Allumez du feu ; mettez votre pot sur un trépié : prenez deux onces de graisse de bœuf ; hachez-la bien menu ; faites-la fondre dans votre pot : quand elle sera fondue, jettez-y huit livres de noix de galle ; couvrez le pot de votre premier couvercle, qui doit s’ajuster fort exactement ; couvrez du second, & accrochez-le. Lorsque ce mélange sera chaud, vous prendrez votre pot par les anses ; vous l’agiterez de gauche à droite, de droite à gauche ; ensuite vous le renverserez tout-à-fait, ensorte que le fond soit tourné en-haut, & le couvercle vers la terre. La matiere se mêlera dans ce mouvement. Remettez ensuite le pot sur le trépié ; tenez-le sur le feu pendant une heure, observant de le remuer, comme nous venons de le prescrire, de cinq en cinq minutes pendant la premiere demi-heure, & de trois en trois minutes pendant la seconde. Soûtenez le feu égal pendant l’heure entiere ; alors vous n’entendrez plus sonner vos noix de galle dans le pot ; elles vous paroîtront faire une masse, & rendre une odeur forte de brûlé : c’est à ce moment, disent les fourreurs, que creve la noix de galle. Otez le pot de dessus le feu ; ne le débouchez point, tenez-le renversé, & le laissez refroidir pendant huit heures : alors ouvrez votre pot : ayez un mortier de fonte tout prêt, de la capacité d’un seau d’eau, ou environ ; prenez trois poignées de vos noix de galle brûlées ; jettez-les dans le mortier, & pilez-les à petits coups, pour n’en pas perdre les éclats ; réduisez en poudre très menue ; tamisez au tamis de soie ; remettez sous le pilon ce qui ne passera pas au tamis : cela fait, renfermez votre noix de galle brûlée & tamisée dans un pot de terre vernissé, que vous boucherez bien exactement.

Prenez un bichet de chaux ; mettez-la dans un tonneau de la capacité de dix à vingt pintes, grande mesure ; laissez-la s’éteindre ; emplissez ensuite votre tonneau d’eau ; remuez-bien, & laissez-le reposer jusqu’à ce que l’eau vous paroisse claire & nette.

Cela fait, voici comment vous lustrerez les peaux de renard, de chat sauvage, de loutre, &c.

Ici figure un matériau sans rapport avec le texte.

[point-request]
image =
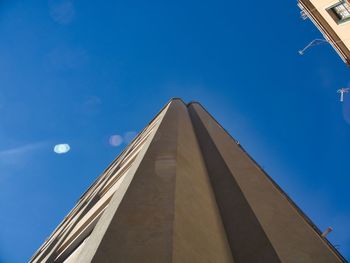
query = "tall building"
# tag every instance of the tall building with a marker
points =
(185, 191)
(332, 18)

Prenez une livre d’alun de glace, une demi-livre de sel ammoniac, une livre & demie de verd-de-gris, une livre & demie de couperose verte, un quarteron d’alun de Rome ; mêlez le tout ensemble dans un mortier ; pilez, réduisez en poudre ; arrosez de l’eau de chaux préparée peu-à-peu ; délayez. Lorsque le mélange aura la fluidité la plus grande, laissez reposer deux heures : alors prenez de vos noix de galle cuites, pulvérisées, & tamisées, trois livres ; de litharge d’or, une livre ; d’antimoine bien pilé & passé, une demi-livre ; une demi-livre de plomb de maire aussi bien passé, & de mine de plomb, deux livres : délayez-le tout ensemble dans un bacquet avec votre eau de chaux. Quand tout sera dans une espece de bouillie, versez dessus cette bouillie ce que vous avez préparé dans votre mortier, ajoûtez un peu d’eau, mais très-peu : car les deux mélanges ensemble ne doivent pas faire plus de dix à douze pintes, toûjours grande mesure. Remuez-bien ; laissez reposer pendant une heure, & commencez à lustrer.

On ne doit point lustrer de peaux qu’elles n’ayent été bien passées & dégraissées, comme nous l’avons prescrit ci-dessus.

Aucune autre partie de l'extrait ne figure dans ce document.